GitLab defined identification for generic alerts
Problem to be solved
Teams responsible for maintaining IT services can easily receive hundreds (sometimes thousands) of alerts a day. To ensure the list of alerts in GitLab is manageable, and therefore useful, GitLab must be able to identify alerts to deduplicate them, organize them, and provide an event count. Additionally, it is necessary to associate alerts and incident issues that are created from the alerts to keep track of what is being addressed and what is new and needs to be looked at.
Identification is based on 1 or more fields in the alert payload which provides information about the problem that is occurring and the tool from which the alert came from. In the scenario a user has not provided a mapping to define the gitlab alert identification field, GitLab needs a default alert identification schema.
This will be a Premium feature. Consolidating 100s or 1000s of alerts from different tools for different teams across an organization is a desire of a central IT led by a technical Director or VP. This will appeal to that central IT team that will be able to tie all of these alerts together much more easily.
This work supports the direction of the Alert Management product category.
Implement alert identification schema in the event we receive an alert that does not have an identifier.

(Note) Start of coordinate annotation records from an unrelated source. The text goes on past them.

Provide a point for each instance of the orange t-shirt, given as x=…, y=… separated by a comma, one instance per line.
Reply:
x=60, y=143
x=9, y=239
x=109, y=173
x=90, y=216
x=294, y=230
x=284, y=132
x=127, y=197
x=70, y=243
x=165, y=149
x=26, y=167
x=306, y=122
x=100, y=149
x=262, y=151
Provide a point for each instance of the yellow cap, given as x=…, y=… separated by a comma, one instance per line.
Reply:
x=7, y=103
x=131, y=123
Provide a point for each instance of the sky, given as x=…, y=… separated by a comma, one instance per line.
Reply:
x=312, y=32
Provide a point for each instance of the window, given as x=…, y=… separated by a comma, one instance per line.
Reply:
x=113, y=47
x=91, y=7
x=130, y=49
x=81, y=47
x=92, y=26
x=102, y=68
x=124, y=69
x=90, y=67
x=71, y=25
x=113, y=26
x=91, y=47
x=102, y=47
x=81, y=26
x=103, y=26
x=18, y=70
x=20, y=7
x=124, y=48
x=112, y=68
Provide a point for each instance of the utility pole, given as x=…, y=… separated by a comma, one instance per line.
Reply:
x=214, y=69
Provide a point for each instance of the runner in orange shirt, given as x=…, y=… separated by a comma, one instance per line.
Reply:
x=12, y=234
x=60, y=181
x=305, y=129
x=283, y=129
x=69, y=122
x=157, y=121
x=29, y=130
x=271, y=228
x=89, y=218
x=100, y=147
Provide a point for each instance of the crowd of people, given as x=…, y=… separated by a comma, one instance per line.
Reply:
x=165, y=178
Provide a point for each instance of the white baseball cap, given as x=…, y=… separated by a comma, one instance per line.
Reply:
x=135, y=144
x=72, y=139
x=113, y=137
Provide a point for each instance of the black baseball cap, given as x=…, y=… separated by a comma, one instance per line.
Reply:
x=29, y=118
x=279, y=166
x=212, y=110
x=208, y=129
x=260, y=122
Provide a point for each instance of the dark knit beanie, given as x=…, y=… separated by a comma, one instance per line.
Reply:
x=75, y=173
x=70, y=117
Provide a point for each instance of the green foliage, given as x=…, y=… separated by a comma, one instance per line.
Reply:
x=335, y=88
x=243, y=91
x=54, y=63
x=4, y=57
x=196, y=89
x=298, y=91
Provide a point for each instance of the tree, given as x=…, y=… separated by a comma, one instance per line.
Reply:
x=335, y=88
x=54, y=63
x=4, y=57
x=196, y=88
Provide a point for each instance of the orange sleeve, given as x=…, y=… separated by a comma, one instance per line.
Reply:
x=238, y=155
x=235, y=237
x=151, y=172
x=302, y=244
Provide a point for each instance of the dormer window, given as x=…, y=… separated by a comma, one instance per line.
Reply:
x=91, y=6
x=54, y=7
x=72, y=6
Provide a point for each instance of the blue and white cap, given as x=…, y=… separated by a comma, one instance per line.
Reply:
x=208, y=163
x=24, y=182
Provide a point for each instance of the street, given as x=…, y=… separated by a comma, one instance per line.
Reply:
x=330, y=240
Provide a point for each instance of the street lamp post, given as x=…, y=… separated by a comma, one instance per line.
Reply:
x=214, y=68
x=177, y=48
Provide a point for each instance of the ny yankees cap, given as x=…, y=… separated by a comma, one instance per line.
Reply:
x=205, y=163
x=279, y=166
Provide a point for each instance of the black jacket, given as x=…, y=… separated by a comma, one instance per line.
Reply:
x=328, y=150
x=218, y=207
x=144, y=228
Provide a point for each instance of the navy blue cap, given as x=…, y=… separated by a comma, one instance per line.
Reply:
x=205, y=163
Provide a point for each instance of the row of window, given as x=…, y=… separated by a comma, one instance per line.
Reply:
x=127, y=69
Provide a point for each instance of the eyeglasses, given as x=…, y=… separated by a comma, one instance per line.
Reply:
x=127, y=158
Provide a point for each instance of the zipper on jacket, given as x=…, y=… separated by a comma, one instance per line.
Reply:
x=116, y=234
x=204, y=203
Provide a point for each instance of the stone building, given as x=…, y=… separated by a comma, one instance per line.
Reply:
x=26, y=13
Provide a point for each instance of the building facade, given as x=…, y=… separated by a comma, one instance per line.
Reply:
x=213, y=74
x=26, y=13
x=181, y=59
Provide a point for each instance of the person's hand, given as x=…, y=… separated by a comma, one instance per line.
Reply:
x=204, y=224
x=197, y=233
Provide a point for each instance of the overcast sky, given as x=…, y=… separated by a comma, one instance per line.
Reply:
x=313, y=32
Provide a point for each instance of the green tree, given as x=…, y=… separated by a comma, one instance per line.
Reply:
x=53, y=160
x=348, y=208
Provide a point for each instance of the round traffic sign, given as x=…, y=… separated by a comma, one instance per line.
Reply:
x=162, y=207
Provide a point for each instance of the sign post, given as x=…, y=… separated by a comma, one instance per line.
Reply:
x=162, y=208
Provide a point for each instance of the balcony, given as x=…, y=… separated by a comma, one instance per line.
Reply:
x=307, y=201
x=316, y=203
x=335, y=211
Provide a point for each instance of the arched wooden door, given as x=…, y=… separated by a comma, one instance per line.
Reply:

This configuration should appear near where the alert endpoint is configured.
Since we're implementing both user and GitLab defined alert identification simultaneously, the logic will work as follows:
- GitLab receives alert and checks the
fingerprint=NULL, default to gitlab fingerprint
fingerprint!= NULL, use whatever value has been provided to identify that alert.
BEFORE this issue is implemented, we will simply NOT group alerts when the
fingerprint field = NULL.
- This is NOT something we are going to give users the ability to configure. This will be defined on the backend and function this way for all users.
- There will be no UI control at this time
- We will need thorough documentation for how this works
Note: As we always define a fingerprint for Prometheus alerts, this issue is valid for non-prometheus alerts only.